Post-bariatric mortality higher from rectal cancer, not colon cancer

Location and appearance of two example colorectal tumors (Credit: Blausen Medical Communications, Inc)
However, cancer-specific deaths in rectal cancer patients were threefold higher in those who had undergone bariatric surgery, compared to those who had not
The results showed borderline significant association between colorectal cancer-specific mortality and restrictive procedures, and no significant association with gastric bypass or malabsorptive procedures

A study led by researchers in Sweden that patients who has bariatric surgery were more likely to die from rectal cancer, compared to colon cancer. The investigators from Karolinska Institutet, Stockholm, Sweden, said that although this was the first study to examine this issue more research is needed before a definite association can be concluded. If the association is true, they state, clinicians should be made aware of the increased risk and poorer prognosis of rectal cancer in patients with prior obesity surgery. The paper, ‘Colorectal Cancer Prognosis Following Obesity Surgery in a Population-Based Cohort Study’, was published in Obesity Surgery.

Bariatric surgery involves mechanical and physiological changes of the gastrointestinal tract that could promote colorectal cancer progression, therefore the authors hypothesised that this type of surgery is associated with poorer prognosis in patients with colorectal cancer.

To assess their hypothesis, they included all patients with an obesity diagnosis who subsequently developed colorectal cancer in Sweden from 1980 to 2012. The main outcomes were whether they had bariatric surgery and colorectal cancer-specific survival, and the secondary outcome was overall survival, measured through all-cause deaths.

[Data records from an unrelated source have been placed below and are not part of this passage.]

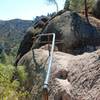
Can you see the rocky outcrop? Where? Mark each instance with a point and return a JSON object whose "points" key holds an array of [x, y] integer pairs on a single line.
{"points": [[74, 34], [72, 77], [96, 9]]}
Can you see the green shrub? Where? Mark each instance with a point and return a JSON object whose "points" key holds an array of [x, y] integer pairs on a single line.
{"points": [[9, 90]]}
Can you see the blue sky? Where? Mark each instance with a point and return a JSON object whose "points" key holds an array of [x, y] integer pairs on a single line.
{"points": [[26, 9]]}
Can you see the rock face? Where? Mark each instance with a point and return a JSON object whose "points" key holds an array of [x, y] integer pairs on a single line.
{"points": [[96, 9], [72, 77], [74, 33]]}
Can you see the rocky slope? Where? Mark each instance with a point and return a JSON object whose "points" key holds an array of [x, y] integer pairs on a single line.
{"points": [[72, 77], [12, 32]]}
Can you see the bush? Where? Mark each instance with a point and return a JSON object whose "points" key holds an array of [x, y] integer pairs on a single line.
{"points": [[9, 90]]}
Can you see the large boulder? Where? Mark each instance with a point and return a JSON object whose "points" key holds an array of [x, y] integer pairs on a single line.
{"points": [[72, 77], [73, 34], [96, 9]]}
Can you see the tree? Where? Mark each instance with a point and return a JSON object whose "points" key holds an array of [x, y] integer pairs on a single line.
{"points": [[54, 2], [67, 3]]}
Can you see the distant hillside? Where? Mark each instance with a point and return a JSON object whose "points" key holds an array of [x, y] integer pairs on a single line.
{"points": [[12, 31]]}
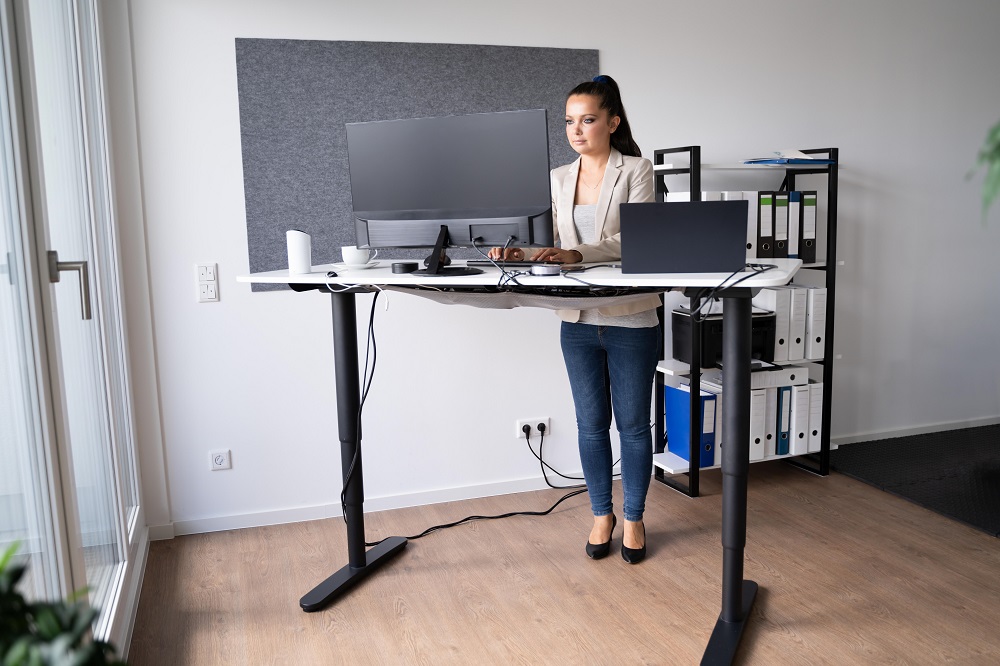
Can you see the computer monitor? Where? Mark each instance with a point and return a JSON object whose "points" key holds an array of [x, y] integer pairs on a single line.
{"points": [[480, 179]]}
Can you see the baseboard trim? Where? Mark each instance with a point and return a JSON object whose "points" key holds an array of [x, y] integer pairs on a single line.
{"points": [[918, 430], [134, 592], [372, 504], [161, 532]]}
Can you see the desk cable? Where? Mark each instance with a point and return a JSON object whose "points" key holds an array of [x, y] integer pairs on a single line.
{"points": [[756, 269], [366, 382], [506, 276]]}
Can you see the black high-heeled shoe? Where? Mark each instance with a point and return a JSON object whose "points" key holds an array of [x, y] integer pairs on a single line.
{"points": [[635, 555], [599, 550]]}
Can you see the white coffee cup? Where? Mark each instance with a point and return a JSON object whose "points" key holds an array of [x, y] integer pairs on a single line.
{"points": [[299, 252], [355, 257]]}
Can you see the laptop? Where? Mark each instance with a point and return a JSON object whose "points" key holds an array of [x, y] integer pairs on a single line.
{"points": [[684, 237]]}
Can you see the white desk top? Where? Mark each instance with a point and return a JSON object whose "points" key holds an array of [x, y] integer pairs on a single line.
{"points": [[382, 275]]}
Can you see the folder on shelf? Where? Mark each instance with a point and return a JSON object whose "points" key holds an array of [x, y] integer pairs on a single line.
{"points": [[780, 225], [799, 421], [815, 416], [777, 301], [770, 422], [815, 323], [758, 414], [739, 195], [752, 213], [784, 420], [794, 224], [765, 225], [764, 375], [677, 409], [807, 246], [796, 323], [788, 156]]}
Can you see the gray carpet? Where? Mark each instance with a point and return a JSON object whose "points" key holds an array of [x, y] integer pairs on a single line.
{"points": [[955, 473]]}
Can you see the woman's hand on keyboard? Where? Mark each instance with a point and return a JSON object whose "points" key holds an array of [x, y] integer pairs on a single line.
{"points": [[557, 254]]}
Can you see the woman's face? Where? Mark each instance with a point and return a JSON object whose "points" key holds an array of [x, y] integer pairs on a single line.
{"points": [[588, 126]]}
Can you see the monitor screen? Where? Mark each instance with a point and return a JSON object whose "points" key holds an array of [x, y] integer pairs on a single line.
{"points": [[484, 177]]}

This was a nationwide, population-based cohort study including all patients with a hospital discharge diagnosis of obesity in the Swedish Patient Registry combined with a diagnosis of colorectal cancer in the Swedish Cancer Registry from January 1980 to December 2012.

The outcomes revealed 131 obesity surgery and 1332 non-obesity surgery patients with colorectal cancer. There was a statistically significant increased rate of colorectal cancer deaths following obesity surgery (disease-specific HR 1.50, 95% CI 1.00–2.19). When analysed separately, the mortality rate was more than threefold increased in rectal cancer patients with prior obesity surgery (disease-specific HR 3.70, 95% CI 2.00–6.90), while no increased mortality rate was found in colon cancer patients (disease-specific HR 1.10, 85% CI 0.67–1.70).

The study cohort consisted of 1,463 patients with an obesity diagnosis followed by a colorectal cancer diagnosis during the study period. Among these patients, 1009 had colon cancer (69%), 449 had rectal cancer (31%) and five had both colon and rectal cancer codes.

In total, 131 (9%) had undergone bariatric surgery, while the remaining 1,332 patients had not. A flowchart describing the inclusion and exclusion of patients is presented in Figure 1. The bariatric surgery group was younger and included more women than the non-obesity surgery group, while diabetes and cardiovascular diseases were more common in non-obesity surgery patients.

Figure 1: Disease-specific survival proportion of patients with obesity and colon or rectal cancer in Sweden from 1980 to 2012, according to obesity surgery status

Out of 45 (34%) patients in the bariatric surgery cohort that died during the study period, 32 (24%) died from colorectal cancer. The number of deaths among the non-obesity surgery cohort members was 596 (45%), of whom 354 (27%) died from colorectal cancer. Most patients with colorectal cancer as the cause of death died within the first 5 years of diagnosis.

Colorectal cancer patients who had undergone bariatric surgery experienced higher cancer-specific and overall mortality rates than non-surgical patients. Separate analyses of colon and rectal cancer patients revealed no significant difference in mortality rates between obesity surgery and non-obesity surgery patients with respect to colon cancer.

However, cancer-specific deaths in rectal cancer patients were threefold higher in those who had undergone bariatric surgery, compared to those who had not. Overall survival mirrored the disease-specific survival. In a separate analysis, obesity surgery was categorized according to type of procedure. The results showed borderline significant association between colorectal cancer-specific mortality and restrictive procedures, and no significant association with gastric bypass or malabsorptive procedures.

The researchers also state that they cannot exclude that other confounding factors (eg. changes in lifestyle factors) could have contributed rectal cancer following bariatric surgery, although any such factors should be similar for colon cancer, and they believe that following bariatric surgery lifestyle habits usually change to more healthy behaviours.

The authors acknowledged that this study could not confirm if type of bariatric procedure had an impact on colorectal cancer prognosis as the sample size was not sufficiently powered to evaluate the association between specific types of bariatric procedure and colorectal cancer-specific deaths.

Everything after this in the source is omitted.